Resident Evil: Afterlife / Copyright - Screen Gems

 

1. Ditch the heels!

If you wear uncomfortable shoes to the office they only get worse as the day progresses, then multiply the discomfort tenfold when faced with running through crowds of shambling, flesh devouring zombies. And absolutely avoid anything you would wear for a night out on the town – you’re a homebody now anyway. The only thing high heels are good for are driving a spike into your infected neighbor's brain. You need to forget the Manolo Blahniks and pick yourself up a pair of running shoes or steel-toe boots. No guys have the time to be checking you out, so this is a perfect time to strap-on those old New Balance sneakers you've been staring at on the floor of your closet, and do some very necessary cardio. When things get back to normal, you're gonna be rocking a slimmer figure and showing off all the fabulous shoes you looted from the Nordstrom Rack.

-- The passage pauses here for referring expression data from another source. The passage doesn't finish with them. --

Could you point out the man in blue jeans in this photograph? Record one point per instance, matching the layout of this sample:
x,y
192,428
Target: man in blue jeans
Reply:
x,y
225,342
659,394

2. Guns are your new BFFs.

If women can learn anything from Sarah Palin advocating the hunting of arctic wolves from the comfort of a helicopter, it's that firearms aren't just for the fellas. You might be handy with a Swiffer around the house, or can swing a heavy briefcase ten ways to Sunday, but you're going to need to wield something with a little more 'oomph' if you plan on keeping undead intruders off your doorstep. They come in all shapes and sizes, and are a must-have accessory in the new frontier - especially if you want to claim ownership over the area Costco. Guns might seem intimidating at first, but with a little practice you and your gal pals will be blasting heads off zombies as fast as Carrie and the Sex & The City gals knock back cosmos.

 

3. Those aren't your kids anymore.

Make no mistake: life will not be pretty once "Z Day" happens. You're going to have to make some rather hard decisions, and in all likelihood, you'll need to make them fast. If you return to your suburban neighborhood to find your adorable 12-year-old state spelling bee champion gnawing the face off your next door neighbor, something has to be done - and we're not talking about grounding her and taking away cell phone privileges. You need to know that this is no longer a child, but a full-on evil monster. Many moms will make the mistake of giving their poor child a hug and getting bitten, only to find themselves turning into zombies as well. You need to mentally prepare yourself for these situations now. Your loved ones are gone, and it's just a waste of time locking the infected family members in the shed until a cure is found.

 

4. Don't trust men.

 

Some of your girlfriends might have already told you as much, but this advice goes double in Zombie Town. It's pretty much a running theme in every zombie movie, and for good reason - guys can be jerks. Expect to hear the "we need to repopulate the species" pick-up line quite a bit. Also, once the streets become undrivable roadblocks, crowded with debris and abandoned cars, so large guns will quickly become the default metaphor when a man is overcompensating for something. And that's just not going to be good for anyone. The wasteland is going to need some levelheaded women to make sure things run smoothly. If you can get the kids ready and out the door for school each morning, then surviving the zombie apocalypse is going to be pretty easy by comparison.

 

Nothing to worry about?

In all seriousness, women kick ass all the time in everyday life, and that won't be any different in whatever future scenario comes along. This, of course, is meant to be a little silly. The reality of Halloween night is that the most frightening things you'll likely experience are kids on sugar highs and that weird teen who's too old to be trick-or-treating showing up at your door after all the other kids have turned in for the night. But it's still not a bad idea to be mentally prepared, just in case, and to stock up on as much waterproof mascara as you can get your hands on, my wife tells me that it’ll be a scarce resource in post-apocalyptic America.